All are true in the correct context. Well.. except _perhaps_ the getting ahead part.

To protect oneself. Yes, always, especially from beginner's whom have no idea of how to perform the technique correctly. It also instructs them, when done properly.

To get ahead of the technique. I have much feeling about this one. I think you should be WITH the technique, not ahead. If you have sente, you can make the decisions to stay with the technique or change it.

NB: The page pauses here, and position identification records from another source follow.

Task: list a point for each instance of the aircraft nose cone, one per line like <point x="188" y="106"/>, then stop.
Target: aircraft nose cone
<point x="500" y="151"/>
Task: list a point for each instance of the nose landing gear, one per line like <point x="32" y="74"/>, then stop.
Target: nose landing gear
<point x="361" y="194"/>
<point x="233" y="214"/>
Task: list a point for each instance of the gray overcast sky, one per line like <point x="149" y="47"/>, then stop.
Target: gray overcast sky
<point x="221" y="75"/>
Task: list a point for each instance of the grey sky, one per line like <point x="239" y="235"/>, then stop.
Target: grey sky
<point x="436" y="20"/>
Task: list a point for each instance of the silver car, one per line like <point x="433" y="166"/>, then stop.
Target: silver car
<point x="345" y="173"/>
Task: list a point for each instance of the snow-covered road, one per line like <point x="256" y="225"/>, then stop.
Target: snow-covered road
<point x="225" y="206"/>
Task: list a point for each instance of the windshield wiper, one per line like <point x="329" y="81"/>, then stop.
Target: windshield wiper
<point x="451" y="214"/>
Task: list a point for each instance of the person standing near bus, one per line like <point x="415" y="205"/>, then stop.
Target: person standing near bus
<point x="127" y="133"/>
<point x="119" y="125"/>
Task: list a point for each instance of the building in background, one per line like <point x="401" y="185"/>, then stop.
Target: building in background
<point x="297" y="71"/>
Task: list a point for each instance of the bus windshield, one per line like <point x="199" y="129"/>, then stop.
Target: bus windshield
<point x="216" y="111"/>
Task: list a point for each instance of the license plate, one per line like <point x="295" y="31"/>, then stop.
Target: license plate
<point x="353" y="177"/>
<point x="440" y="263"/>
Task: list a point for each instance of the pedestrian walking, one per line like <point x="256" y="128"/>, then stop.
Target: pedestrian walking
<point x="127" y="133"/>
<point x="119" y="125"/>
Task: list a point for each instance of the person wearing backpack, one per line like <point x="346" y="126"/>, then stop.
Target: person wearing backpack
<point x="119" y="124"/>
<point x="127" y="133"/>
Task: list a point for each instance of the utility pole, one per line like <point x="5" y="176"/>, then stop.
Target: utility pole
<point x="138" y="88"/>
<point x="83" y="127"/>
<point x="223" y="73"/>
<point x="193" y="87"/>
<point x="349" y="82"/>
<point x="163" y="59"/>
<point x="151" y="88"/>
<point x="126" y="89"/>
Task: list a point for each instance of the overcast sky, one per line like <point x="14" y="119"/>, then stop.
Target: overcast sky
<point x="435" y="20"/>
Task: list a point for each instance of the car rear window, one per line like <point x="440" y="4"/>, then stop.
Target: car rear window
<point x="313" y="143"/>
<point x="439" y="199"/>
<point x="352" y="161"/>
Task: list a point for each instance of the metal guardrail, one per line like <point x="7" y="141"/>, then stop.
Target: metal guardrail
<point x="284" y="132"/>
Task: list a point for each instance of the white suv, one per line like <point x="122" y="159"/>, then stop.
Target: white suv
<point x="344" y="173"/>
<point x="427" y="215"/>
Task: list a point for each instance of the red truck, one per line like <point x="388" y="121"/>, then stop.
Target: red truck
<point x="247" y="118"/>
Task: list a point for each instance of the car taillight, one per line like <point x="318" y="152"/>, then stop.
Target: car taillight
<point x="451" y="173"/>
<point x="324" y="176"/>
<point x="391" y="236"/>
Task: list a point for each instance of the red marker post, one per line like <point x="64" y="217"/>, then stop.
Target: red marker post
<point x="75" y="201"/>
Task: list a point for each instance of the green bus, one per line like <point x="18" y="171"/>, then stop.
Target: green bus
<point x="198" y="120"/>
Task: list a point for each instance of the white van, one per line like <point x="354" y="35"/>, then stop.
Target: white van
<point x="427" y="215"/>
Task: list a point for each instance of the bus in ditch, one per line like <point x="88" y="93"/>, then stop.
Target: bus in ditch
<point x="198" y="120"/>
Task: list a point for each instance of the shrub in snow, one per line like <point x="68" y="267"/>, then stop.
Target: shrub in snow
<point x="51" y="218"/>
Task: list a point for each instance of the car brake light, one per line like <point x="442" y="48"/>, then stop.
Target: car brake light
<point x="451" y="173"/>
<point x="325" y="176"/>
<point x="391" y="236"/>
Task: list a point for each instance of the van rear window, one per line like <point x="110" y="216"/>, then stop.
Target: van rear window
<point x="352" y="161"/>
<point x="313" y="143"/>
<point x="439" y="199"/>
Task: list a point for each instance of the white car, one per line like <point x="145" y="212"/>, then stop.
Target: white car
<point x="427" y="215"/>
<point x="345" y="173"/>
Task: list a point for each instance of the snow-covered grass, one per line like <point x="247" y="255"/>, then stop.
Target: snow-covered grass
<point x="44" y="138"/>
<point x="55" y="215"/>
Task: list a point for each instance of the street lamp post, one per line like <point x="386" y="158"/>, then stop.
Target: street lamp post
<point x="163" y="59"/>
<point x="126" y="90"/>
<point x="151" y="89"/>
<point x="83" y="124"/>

X's ukemi is terrible. So what? Except that it might prevent you from practicing the requested technique, you should still be able to practice your aikido (that should still work). Unless it is your place to correct their ukemi.

Quote:
John Matsushima wrote:
If Aikido techniques are to protect from harm the nage as well as uke, why does one need such good ukemi?
My feeling is that good ukemi is about 2 things;

1) self-protection
2) deeper study
3) instruction

Yeah, I said 2, didn't I?

Quote:
John Matsushima wrote:
My main question is, what do you think are ways that techniques can be executed with someone that has no ukemi ability without harm?
Harm is a choice you make as nage/tori/shite. You can practice techniques that take your partner's balance and then you can 'catch' them and protect them from serious injury if you so choose. You make the choice in every technique; it's certainly a part of the training contract.

Tarik

Tarik Ghbeish
Jiyūshin-ryū AikiBudō - Iwae Dojo

MASAKATSU AGATSU -- "The true victory of self-mastery."